How the Enzyme Disrupts Cholesterol Processing
Macrophages are immune cells that help regulate inflammation and cholesterol in the body. One of their important jobs is to take in cholesterol, process it safely, and export it. They use proteins like SR-BI to manage this balance.
During inflammation, IDO1 becomes overactive and starts converting tryptophan—an essential amino acid—into a molecule called kynurenine.
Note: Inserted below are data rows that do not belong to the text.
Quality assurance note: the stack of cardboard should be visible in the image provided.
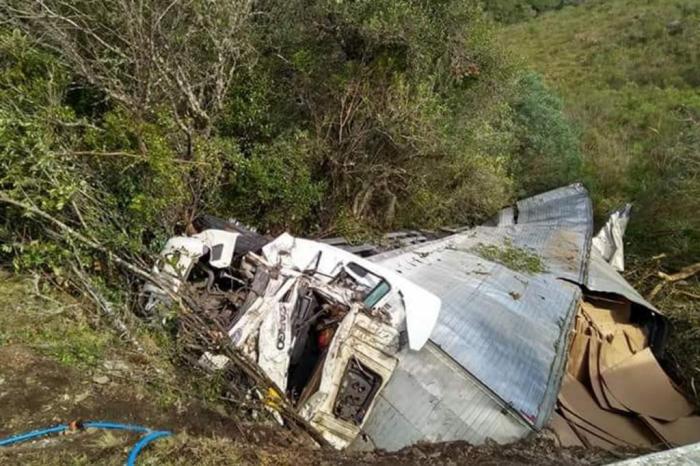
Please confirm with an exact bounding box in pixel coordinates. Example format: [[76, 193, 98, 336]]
[[550, 297, 700, 449]]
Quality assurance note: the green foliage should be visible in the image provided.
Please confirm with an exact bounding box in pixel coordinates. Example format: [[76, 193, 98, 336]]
[[513, 73, 581, 197], [0, 272, 111, 367], [484, 0, 586, 24], [243, 0, 512, 228], [473, 240, 545, 274], [226, 133, 324, 230], [501, 0, 700, 267]]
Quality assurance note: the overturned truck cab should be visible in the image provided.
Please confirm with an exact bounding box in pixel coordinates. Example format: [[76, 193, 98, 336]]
[[145, 230, 441, 449]]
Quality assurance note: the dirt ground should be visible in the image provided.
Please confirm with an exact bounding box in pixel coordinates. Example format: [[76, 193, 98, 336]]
[[0, 345, 636, 465], [0, 270, 629, 466]]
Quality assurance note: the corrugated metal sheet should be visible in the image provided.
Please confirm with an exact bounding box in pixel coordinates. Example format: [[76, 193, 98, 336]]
[[374, 237, 580, 427], [365, 185, 592, 449], [586, 250, 661, 314], [350, 343, 531, 451]]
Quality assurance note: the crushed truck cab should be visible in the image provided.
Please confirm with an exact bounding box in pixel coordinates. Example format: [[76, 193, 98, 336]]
[[145, 230, 441, 448]]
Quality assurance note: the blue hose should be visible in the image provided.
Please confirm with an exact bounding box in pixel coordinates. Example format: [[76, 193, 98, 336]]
[[126, 430, 173, 466], [0, 424, 68, 447], [0, 421, 172, 466]]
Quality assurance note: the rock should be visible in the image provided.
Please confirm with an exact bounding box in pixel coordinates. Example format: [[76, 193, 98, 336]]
[[92, 375, 109, 385], [102, 361, 129, 372]]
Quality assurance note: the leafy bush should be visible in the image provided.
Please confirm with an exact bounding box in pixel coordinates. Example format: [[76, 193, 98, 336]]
[[513, 73, 581, 197]]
Kynurenine, in turn, interferes with the ability of macrophages to use SR-BI. This prevents the cells from absorbing and clearing cholesterol, leading to buildup, inflammation, and the formation of foam cells, which clog arteries and contribute to heart disease.
Blocking IDO1: A Path to Disease Prevention
In the study, researchers blocked IDO1 using inhibitors and genetic tools. The result: macrophages regained their ability to absorb and process cholesterol. Cholesterol levels returned to normal, and the inflammation was reduced. This finding suggests that IDO1 could be a key target in preventing or even reversing diseases that stem from chronic inflammation and cholesterol imbalance.
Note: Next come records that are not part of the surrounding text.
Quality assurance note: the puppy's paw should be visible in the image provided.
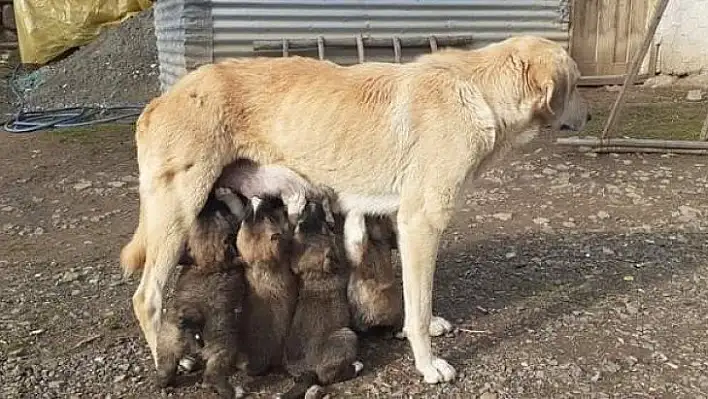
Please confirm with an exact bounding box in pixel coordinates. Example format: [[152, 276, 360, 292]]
[[352, 360, 364, 375], [305, 385, 326, 399], [428, 316, 452, 337], [416, 357, 456, 384], [179, 356, 197, 373]]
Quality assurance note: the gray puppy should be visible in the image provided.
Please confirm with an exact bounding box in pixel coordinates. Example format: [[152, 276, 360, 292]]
[[157, 193, 245, 398], [236, 197, 297, 375], [280, 202, 363, 399], [347, 216, 403, 332]]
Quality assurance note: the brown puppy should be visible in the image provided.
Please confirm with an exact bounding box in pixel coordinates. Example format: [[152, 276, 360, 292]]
[[236, 198, 297, 375], [282, 202, 363, 398], [157, 194, 245, 398], [347, 216, 403, 332]]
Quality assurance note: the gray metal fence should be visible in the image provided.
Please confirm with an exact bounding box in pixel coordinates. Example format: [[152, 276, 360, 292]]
[[155, 0, 568, 90]]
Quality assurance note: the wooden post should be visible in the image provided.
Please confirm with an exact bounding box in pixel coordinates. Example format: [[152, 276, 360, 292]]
[[701, 114, 708, 141], [602, 0, 669, 139]]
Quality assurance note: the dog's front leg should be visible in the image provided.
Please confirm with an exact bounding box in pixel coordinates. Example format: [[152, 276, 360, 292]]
[[397, 201, 455, 384]]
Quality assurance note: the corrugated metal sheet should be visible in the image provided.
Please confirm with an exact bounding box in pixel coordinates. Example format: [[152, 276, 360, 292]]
[[155, 0, 568, 91], [154, 0, 214, 91]]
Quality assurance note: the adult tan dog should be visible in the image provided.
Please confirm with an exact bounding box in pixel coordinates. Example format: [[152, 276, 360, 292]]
[[121, 36, 589, 383]]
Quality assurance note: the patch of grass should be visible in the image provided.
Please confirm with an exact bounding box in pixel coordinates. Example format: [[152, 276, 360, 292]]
[[583, 103, 708, 140], [41, 123, 134, 144]]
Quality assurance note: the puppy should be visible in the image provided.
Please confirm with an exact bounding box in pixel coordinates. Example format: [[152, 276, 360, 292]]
[[236, 197, 297, 375], [281, 202, 363, 398], [157, 193, 245, 398], [347, 216, 403, 332]]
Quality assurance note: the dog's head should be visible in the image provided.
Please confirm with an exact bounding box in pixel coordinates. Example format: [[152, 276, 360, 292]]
[[236, 197, 291, 263], [499, 36, 590, 131]]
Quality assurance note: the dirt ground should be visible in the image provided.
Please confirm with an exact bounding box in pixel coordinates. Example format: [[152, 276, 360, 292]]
[[0, 79, 708, 399]]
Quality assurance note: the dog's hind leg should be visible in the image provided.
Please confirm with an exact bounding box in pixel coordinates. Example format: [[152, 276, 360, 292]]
[[398, 188, 455, 384], [133, 157, 220, 367]]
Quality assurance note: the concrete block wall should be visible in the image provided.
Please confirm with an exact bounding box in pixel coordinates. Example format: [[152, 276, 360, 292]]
[[655, 0, 708, 75]]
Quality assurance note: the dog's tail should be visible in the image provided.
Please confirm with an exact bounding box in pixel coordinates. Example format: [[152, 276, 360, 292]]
[[120, 225, 146, 278]]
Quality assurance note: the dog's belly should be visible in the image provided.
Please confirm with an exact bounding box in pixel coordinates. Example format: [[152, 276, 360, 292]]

The team also discovered another enzyme – nitric oxide synthase (NOS) – that worsens the effects of IDO1. By targeting both enzymes, future treatments could be even more effective.
“These findings are important because we know too much cholesterol buildup in macrophages can lead to clogged arteries, heart disease and a host of other illnesses,” Mandal said. “Understanding how to prevent the inflammation affecting cholesterol regulation could lead to new treatments for conditions like heart disease, diabetes, cancer and others.”
The Science Behind the Discovery
The UT Arlington team included postdoctoral researcher Avisankar Chini, doctoral students Prarthana Guha, Ashcharya Rishi and Nagashree Bhat, master’s student Angel Covarrubias, and undergraduate researchers Valeria Martinez, Lucine Devejian, and Bao Nhi Nguyen.
Their work built on previous findings about cholesterol transport systems, including the role of SR-BI and other proteins like ABCA1 and ABCG1. In healthy cells, cholesterol is absorbed, stored safely as esters, and later exported out of the cell with the help of these proteins. When IDO1 and NOS disrupt this system, the entire cholesterol process collapses, something this new research could help prevent.
The research is still in its early stages, but the team is now focused on developing safe and effective inhibitors of IDO1. If successful, these treatments could one day offer a new way to prevent or treat diseases driven by chronic inflammation.
The ultimate goal is to create therapies that stop disease before it starts, by targeting the underlying causes rather than simply managing symptoms. This could mean a future with fewer cases of heart disease, diabetes, and other metabolic conditions that affect millions each year.
For now, scientists are cautiously optimistic. As Dr. Mandal and his team continue their research, the medical world will be watching closely, hopeful that one small enzyme could bring about a giant leap in human health.